Though we’ve normalized all the above to cope with the despair of it, the fact is: America’s in deep, steep decline. Hence the pressing question now isn’t: how did it get here? It’s: can it pull itself up from decline?

To answer it, consider a tiny idea about what the opposite of decline really is.

True prosperity is built not merely when the rich and privileged reach their potential. But when everyone does.

If you accept the proposition above, then there are essentially three ways out of stagnation in meta-modern America.

First, central bank injections to people’s bank accounts. What is colloquially called “helicopter money”, or “people’s quantitative easing”. The logic is simple. Just as the government bailed out banks, so it should have bailed out the real economy instead. In previous eras, such a strategy was impossible — how was the central bank physically to distribute cash across the economy? But now it is as simple as entering data.

Second, social insurance. While it’s been eroded to the point of insignificance in America, especially in times of stagnation, when middle classes are imploding, people must be insured against the loss of their income, assets, opportunities, etc. That insurance mustn’t merely be for a mere few weeks — but it’s horizon should be long enough to provide people true stability. That social insurance can be conditional, as it is in many other countries. Whatever its contingencies, the idea is simple: direct cash transfers to citizens from the government.

Third, basic income and basic assets. Basic income is the idea that all citizens should receive a lifelong stipend from the state. It is not a panacea. It will not magically fix stagnation overnight. But what it can do is set a wage floor, and thus allow the economy to free itself from the low-wage trap it is ensnared in. Basic assets, the idea that every citizen should have a fundamental set of resources, whether a nest egg, home, or retirement savings, funded by the state, goes further — and offers a truer buttress against the triple forces eroding the middle class’s power and stability.
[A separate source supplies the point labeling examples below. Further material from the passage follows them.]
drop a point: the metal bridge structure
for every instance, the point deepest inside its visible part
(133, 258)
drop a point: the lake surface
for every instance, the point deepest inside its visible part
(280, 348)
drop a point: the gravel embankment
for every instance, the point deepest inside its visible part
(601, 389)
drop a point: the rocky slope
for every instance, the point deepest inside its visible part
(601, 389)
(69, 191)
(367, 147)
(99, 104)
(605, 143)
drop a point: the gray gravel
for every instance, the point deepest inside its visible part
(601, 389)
We may call these by different names — assistance programs, subsidies, investment funds. The semantics don’t matter. The central principle and objective of all three of these approaches is precisely the same. That cash flows into declining households where it is needed most from where it is needed least. That and that alone can reverse decline, for the simple reason that what is declining is the human potential of the majority.

Some of you here will object: how are we to fund it? Will doing so not bankrupt us as a nation?
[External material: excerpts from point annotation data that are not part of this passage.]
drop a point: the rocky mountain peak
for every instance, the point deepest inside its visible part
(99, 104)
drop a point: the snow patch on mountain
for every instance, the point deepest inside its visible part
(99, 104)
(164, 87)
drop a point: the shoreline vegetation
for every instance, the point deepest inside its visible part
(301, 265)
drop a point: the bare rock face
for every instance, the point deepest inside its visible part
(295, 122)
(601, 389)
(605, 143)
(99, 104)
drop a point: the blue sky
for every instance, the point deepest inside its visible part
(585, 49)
No. The truth is the very opposite. In a negative interest rate world, money is better than free. For leaders not to take the bargain markets are offering is not just foolish — it is irrational. If I turned down free money while my children were starving, you would call me worse than a fool. But that is precisely what American leaders are doing — and they should be investing with a vengeance in the very people they have failed instead.

Let me try and connect all these dots for you. Vast surpluses have piled up at the top of the American economy, as a result of bad choices failed leaders made — not as a natural consequence of technology, economics, or history. The surpluses piling up are so vast that interest rates have turned negative: money is idle in unproductive assets, so much so that it is willing to pay to find a useful home. We do not have to take it, tax it — society can merely borrow it. And it should, for at the moment, an economy trapped in seemingly endless negative interest rates could not send a clearer signal: too much money is chasing too few investment opportunities. At the same time, the middle is imploding, and the ranks of the poor are growing. This isn’t a coincidence: it is what poor choices result in. The two are connected: wealth is flowing upwards, and that is what stagnation is.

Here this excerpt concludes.